I have one thread that is receiving data over a socket like this: while

  • 0

I have one thread that is receiving data over a socket like this:

while (sock.Connected)
{
    // Receive Data (Block if no data)
    recvn = sock.Receive(recvb, 0, rlen, SocketFlags.None, out serr);

    if (recvn <= 0 || sock == null || !sock.Connected)
    {
        OnError("Error In Receive, recvn <= 0 || sock == null || !sock.Connected");
        return;
    }
    else if (serr != SocketError.Success)
    {
         OnError("Error In Receive, serr = " + serr);
         return;
    }

    // Copy Data Into Tokenizer
    tknz.Read(recvb, recvn);

    // Parse Data
    while (tknz.MoveToNext())
    {
        try
        {
            ParseMessageAndRaiseEvents(tknz.Buffer(), tknz.Length);
        }
        catch (System.Exception ex)
        {
            string BadMessage = ByteArrayToStringClean(tknz.Buffer(), tknz.Length);
            string msg = string.Format("Exception in MDWrapper Parsing Message, 
                           Ex = {0}, Msg = {1}", ex.Message, BadMessage);
            OnError(msg);
        }
    }
}

And I kept seeing occasional errors in my parsing function indicating that the message wasn’t valid. At first, I thought that my tokenizer class was broken. But after logging all the incoming bytes to the tokenizer, it turns out that the raw bytes in recvb weren’t a valid message. I didn’t think that corrupted data like this was possible with a tcp data stream.
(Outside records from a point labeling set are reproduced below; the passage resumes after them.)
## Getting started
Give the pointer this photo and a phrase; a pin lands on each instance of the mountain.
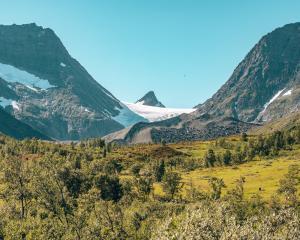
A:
(264, 87)
(150, 100)
(44, 87)
(16, 129)
(153, 114)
I figured it had to be some type of buffer overflow so I set

sock.ReceiveBufferSize = 1024 * 1024 * 8;

and the parsing error never, ever occurs in testing (it happens often enough to replicate if I don’t change the ReceiveBufferSize).

But my question is: why wasn’t I seeing an exception or an error state or something if the socket’s internal buffer was overflowing before I changed this buffer size?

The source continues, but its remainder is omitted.